Sur les fondements théoriques, il est reproché au communisme de prôner la « révolution ouverte » ou le « renversement violent » de la société par la révolution et de mettre en place une société fondée sur la contrainte, bien que pour les hommes et femmes de la société, ils existent déjà des contraintes.
Ainsi, Yves Guyot qualifie-t-il le collectivisme de « tyrannique » en 1893 tandis que le communisme en rejetant la propriété privée s'oppose à la déclaration des droits de l'homme et du citoyen de 1789 : « Le but de toute association politique est la conservation des droits naturels et imprescriptibles de l'homme. Ces droits sont la liberté, la propriété, la sûreté, et la résistance à l'oppression. » Max Stirner, un des fondateurs de l'anarcho-individualisme, écrivait ainsi qu'« en abolissant la propriété personnelle, le communisme ne fait que me rejeter plus profondément sous la dépendance d'autrui, autrui s'appelant désormais la généralité ou la communauté ».
Les économistes libéraux Ludwig von Mises et Friedrich Hayek ont également développé une critique du communisme en tant qu'économie planifiée, estimant que une « économie communiste » ne pouvait pas exister, en particulier à cause du rejet du mécanisme des prix et de la loi de l'offre et de la demande. Mises écrivit ainsi dans Socialisme en 1922 : « Du fait de la destruction du système des prix, le paradoxe de la « planification » tient à ce qu'il est impossible d'y faire un plan, faute de calcul économique. Ce que l'on dénomme économie planifiée n'est pas une économie du tout. C'est tout juste un système de tâtonnements dans le noir. » L'économiste hongrois János Kornai poursuivit la critique économique du communisme et de l'économie planifiée, condamnée à être une « économie de la pénurie » selon lui, non à cause de défauts temporaires mais à cause des problèmes fondamentaux de la théorie.
Le communisme est critiqué pour les conséquences humaines, économiques, politiques ou environnementales entrainées par les régimes communistes. Un collectif d'historiens s'est livré à un recensement des victimes des régimes marxistes-léninistes dans Le Livre noir du communisme et Stéphane Courtois qui en dirigea les travaux écrit dans la préface que « e total approche la barre des cent millions de morts. » (chiffre contesté par plusieurs historiens dont une partie des co-auteurs de l'ouvrage). Sont également critiquées les conséquences économiques avec la moindre progression de la prospérité des peuples sous un régime communiste, en particulier à partir de la comparaison entre RDA et RFA ou Corée du Nord et Corée du Sud. Par ailleurs, la remise en cause des libertés fondamentales et le culte de la personnalité des dirigeants ont été soulignés.

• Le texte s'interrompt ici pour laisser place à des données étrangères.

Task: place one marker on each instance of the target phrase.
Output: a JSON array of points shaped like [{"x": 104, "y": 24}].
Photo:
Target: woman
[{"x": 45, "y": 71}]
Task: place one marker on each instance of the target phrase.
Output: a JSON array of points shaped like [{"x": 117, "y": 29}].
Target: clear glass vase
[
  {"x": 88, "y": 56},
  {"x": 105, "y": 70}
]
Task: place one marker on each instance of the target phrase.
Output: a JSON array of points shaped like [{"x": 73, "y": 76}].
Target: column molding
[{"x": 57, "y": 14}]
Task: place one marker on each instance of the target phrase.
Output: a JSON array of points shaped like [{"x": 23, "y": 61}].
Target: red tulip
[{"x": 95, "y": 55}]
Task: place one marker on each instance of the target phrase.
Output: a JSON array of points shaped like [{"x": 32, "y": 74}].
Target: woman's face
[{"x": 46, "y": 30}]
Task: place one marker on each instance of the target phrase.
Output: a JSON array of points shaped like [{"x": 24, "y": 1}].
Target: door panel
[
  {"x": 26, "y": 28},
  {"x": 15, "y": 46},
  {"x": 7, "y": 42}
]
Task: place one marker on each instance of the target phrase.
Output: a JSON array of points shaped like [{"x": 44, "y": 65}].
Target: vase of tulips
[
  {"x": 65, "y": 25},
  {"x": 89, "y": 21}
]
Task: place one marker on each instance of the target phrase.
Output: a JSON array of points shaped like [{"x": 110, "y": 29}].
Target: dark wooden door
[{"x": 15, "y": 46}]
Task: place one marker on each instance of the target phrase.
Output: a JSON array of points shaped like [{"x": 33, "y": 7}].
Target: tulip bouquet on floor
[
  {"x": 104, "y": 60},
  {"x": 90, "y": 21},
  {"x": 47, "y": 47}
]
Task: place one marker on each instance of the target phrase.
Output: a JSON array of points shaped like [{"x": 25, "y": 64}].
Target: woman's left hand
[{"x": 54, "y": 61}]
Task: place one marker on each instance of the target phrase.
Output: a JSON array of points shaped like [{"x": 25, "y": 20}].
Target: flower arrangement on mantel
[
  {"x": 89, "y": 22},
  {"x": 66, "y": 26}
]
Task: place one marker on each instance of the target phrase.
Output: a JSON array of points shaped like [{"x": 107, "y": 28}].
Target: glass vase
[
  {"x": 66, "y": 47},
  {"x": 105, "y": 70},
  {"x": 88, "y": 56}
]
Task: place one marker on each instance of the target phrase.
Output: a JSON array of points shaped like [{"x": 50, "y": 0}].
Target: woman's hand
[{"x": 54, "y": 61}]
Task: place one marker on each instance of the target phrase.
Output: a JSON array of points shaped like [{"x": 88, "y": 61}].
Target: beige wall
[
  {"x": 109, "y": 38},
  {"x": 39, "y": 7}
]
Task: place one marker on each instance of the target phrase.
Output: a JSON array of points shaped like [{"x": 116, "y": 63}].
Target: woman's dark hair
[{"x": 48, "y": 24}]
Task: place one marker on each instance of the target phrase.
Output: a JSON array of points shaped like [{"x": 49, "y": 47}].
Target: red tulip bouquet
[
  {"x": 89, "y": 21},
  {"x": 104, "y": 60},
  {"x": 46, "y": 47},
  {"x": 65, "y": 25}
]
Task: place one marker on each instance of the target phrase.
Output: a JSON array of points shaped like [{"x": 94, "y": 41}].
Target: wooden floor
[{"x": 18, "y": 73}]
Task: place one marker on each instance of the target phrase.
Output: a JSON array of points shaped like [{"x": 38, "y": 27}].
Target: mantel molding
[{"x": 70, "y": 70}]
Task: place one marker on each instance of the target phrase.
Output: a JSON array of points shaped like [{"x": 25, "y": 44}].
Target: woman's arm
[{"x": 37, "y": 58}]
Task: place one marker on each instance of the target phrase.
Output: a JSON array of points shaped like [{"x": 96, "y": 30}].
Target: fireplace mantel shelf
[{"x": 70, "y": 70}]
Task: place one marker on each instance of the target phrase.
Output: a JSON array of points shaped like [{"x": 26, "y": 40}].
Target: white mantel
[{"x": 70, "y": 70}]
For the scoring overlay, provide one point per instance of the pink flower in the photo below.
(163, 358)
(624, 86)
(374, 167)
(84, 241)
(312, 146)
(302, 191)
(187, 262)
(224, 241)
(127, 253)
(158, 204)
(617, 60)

Enfin, les conséquences environnementales comme l'assèchement de la mer d'Aral à la suite des décisions prises par le gouvernement soviétique ont pu être soulignées par certains auteurs.
L'originalité de Alexandre Zinoviev est « d'avoir observé la réalité soviétique, d'avoir perçu comment le communiste idéaliste était vaincu par le communisme réel et d'en avoir conclu que la société soviétique excluait tout possibilité de créer le communisme idéal » (in Les confessions d'un homme en trop).
Bien que les phénomènes communalistes selon Alexandre Zinoviev soient visibles dans toutes les sociétés aussi bien communistes et qu'occidentalistes, c'est en Union Soviétiques et probablement dans tous les pays avec un système social communiste (communiste réel) que ces phénomènes suivant les lois sociales et de la nature humaine jaillissent aux quotidiens dans la vie de millions de gens d'une façon extrême et poussée à outrance.
« De chacun selon ses moyens, à chacun selon ses besoins » est l'adage de groupes politiques ou encore certains syndicats comme la CGT qui l'ont inclut dans la Charte d'Amiens depuis 1912. Il provient de La critique du programme socialiste allemand de Gotha de 1875, écrite par Karl Marx.
La formule exacte est « De chacun selon ses capacités, à chacun selon ses besoins ! » entre guillemets. D'après cette critique, elle doit-être portée ou pourrait-être portée « dans une phase supérieure de la société communiste. » une fois le communisme achevé. Et, Selon Lénine, dans L'État et la Révolution de 1917, « L'État pourra s'éteindre complètement quand la société aura réalisé le principe ».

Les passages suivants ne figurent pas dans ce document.